Is “Trust” a consideration in designing and implementing internal controls?

When I am working on evaluating, designing and implementing internal controls and accounting procedures within client organizations to minimize the risk of employee theft and embezzlement, I am frequently asked why certain measures are needed, given that a certain individual works within a position.  The individual is often described as a long-term, honest, loyal, dedicated and trustworthy employee who would never steal, let alone do anything else harmful to the organization.  The human element.

My response has always been the same.

1) Internal controls and accounting procedures should be objective, not subjective, and should look at the positions and opportunities rather than the individuals who fill those positions.  What does each position entail, what are their duties and responsibilities, and what opportunities exist within each position are key elements to the assessment?  Who presently fills each position, how long have they worked there, and attributes about them as a person and their background are not part of the evaluation (unless we are also measuring competence, capacity, efficiencies and/or other separate objectives simultaneous to assessing the strength of the internal controls).

2) Organizations do rely upon trust.  And they should.  Not the “trust that an employees will not steal”, but rather “trust the employees will consistently adhere to the established controls, policies and procedures” every time.  Internal controls always include measures to ensure that happens (compliance).  “Trust, but Verify” – in the words of the late Ronald Reagan.

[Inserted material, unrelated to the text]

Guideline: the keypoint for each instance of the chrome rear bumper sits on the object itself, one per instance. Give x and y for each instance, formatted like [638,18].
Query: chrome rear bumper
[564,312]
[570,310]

3) The individual often described as the most honest, loyal, dedicated, trustworthy person ironically is almost always the very same person who has embezzled funds, lots of funds, over a long time, operating below the radar screen of suspicions, because they were perceived as honest, loyal, dedicated, trustworthy… and therefore provided too much latitude and opportunity.

Employers expect to “trust” their employees.  For example, employers trust that:

– their employees will devote all their efforts towards their employer;

– their employees will honor and adhere to all policies and procedures of the organization, regardless of whether they are satisfied with their employment and current situation, or not;

– their employees will keep all information learned through their employment confidential, only to be used within the contexts of their employment (and not steal or share customer or client lists, vendor profiles and histories, employee listings, competitive bidding information, pricing and price lists, trade secrets and other confidential and proprietary information)

– their employees will do what they are supposed to do, all the time, and not just when someone is watching over them

But one area that employers should not “trust” their employees is with internal controls over the financial aspects of the organization.  Measures are always needed to safeguard assets, segregate duties, create checks and balances, identify procedures to prevent things from happening, and implement procedures to detect things early on when they do happen (prevent what can be prevented, and detect everything else as early as possible).